Restarting Stopped Services¶
This section helps you in solving issues related to the correct starting of the services running on NetEye.
Single Node Installations¶
If you use the neteye status command and see in the output
some service marked as DOWN
, when in fact it should be UP
and
running, you can try to restart it. For example, take this excerpt
from the output of neteye status.
UP [0] tornado.service
DOWN [3] tornado_email_collector.service
DOWN [0] tornado_icinga2_collector.service
DOWN [3] tornado_nats_json_collector.service
DOWN [3] tornado_webhook_collector.service
As an example, suppose you just installed Tornado. In this case, the relevant information shows
Tornado as running (green UP
), but the collectors as stopped (red
DOWN
), therefore you will need to start all the collector you
need. You can do by running either these four commands:
# systemctl start tornado_email_collector.service
# systemctl start tornado_icinga2_collector.service
# systemctl start tornado_nats_json_collector.service
# systemctl start tornado_webhook_collector.service
After a while, depending on how many services are restarting, run again:
# neteye status
Alternatively, you can check the status (and restart if necessary) of one service only, for example if you only need the email collector:
# systemctl status tornado_email_collector.service
The output should include the line Active: active (running)
:
● tornado_email_collector.service - Tornado Email Collector - Data Collector for procmail
Loaded: loaded (/usr/lib/systemd/system/tornado_email_collector.service; disabled; vendor preset: disabled)

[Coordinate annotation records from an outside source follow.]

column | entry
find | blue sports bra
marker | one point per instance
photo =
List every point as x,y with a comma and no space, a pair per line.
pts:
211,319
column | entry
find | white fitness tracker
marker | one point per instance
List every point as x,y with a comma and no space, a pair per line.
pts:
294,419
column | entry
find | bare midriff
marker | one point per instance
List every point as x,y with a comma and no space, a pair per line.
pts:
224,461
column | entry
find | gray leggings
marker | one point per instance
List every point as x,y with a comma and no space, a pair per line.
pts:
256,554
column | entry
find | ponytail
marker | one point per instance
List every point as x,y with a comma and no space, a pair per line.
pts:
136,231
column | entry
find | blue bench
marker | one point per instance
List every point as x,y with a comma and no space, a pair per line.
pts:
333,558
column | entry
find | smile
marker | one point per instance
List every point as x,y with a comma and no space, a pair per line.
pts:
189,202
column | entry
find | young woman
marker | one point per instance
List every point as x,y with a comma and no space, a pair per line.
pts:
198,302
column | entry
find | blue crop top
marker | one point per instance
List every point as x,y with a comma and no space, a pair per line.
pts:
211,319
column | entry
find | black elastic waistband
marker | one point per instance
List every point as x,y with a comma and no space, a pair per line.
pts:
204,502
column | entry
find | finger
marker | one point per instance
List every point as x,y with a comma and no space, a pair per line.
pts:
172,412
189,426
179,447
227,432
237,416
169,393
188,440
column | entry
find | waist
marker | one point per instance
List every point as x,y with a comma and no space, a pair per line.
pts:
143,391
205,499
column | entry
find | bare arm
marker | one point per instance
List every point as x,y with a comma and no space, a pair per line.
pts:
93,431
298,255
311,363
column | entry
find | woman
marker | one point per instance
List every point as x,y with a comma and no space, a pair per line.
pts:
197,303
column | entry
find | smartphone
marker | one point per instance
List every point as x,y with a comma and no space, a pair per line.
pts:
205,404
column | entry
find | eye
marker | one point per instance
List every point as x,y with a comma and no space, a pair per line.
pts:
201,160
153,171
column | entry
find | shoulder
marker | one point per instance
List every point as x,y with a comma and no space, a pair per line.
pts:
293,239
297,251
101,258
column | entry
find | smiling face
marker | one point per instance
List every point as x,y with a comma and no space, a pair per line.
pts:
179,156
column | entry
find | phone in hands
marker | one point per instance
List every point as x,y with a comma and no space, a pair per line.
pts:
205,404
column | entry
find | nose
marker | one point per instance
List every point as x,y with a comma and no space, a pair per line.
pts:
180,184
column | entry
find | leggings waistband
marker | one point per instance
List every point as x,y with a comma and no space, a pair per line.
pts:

Drop-In: /etc/systemd/system/tornado_email_collector.service.d
└─neteye.conf
Active: active (running) since Mon 2021-07-26 15:59:49 CEST; 15s ago
Main PID: 24389 (tornado_email_c)
CGroup: /docker/fe7ce88742f2ec8405c470064b414e8c73b384c2f5292605109ddfa7cf6b5373/system.slice/tornado_email_collector.service
Jul 26 15:59:49 fe7ce88742f2 systemd[1]: Started Tornado Email Collector - Data Collector for procmail.
Jul 26 15:59:49 fe7ce88742f2 tornado_email_collector[24389]: Jul 26 15:59:49.313 INFO tornado_email_collector: Email collector started
Jul 26 15:59:49 fe7ce88742f2 tornado_email_collector[24389]: Jul 26 15:59:49.313 INFO tornado_email_collector: Connect to Tornado through NATS
If still the Tornado email collector shows up as Active: inactive
(dead)
, then you check the log entries that appear as the output of
the above command and, should they still be unuseful, check the full
log with the journalctl -u tornado_email_collector.service
command.
Hint
If the service is stopped, the -n 50 option (show the last 50 lines) can prove useful, while to follow the log in real time, add the -f option to the command.
Cluster Installations¶
On a NetEye Cluster, resources (i.e., services running on a cluster) should automatically restart when something goes wrong and they are terminated. In case this does not happen, you need to check the cluster to find where the resource was started the last time and then try to manually restart it or inspect its configuration.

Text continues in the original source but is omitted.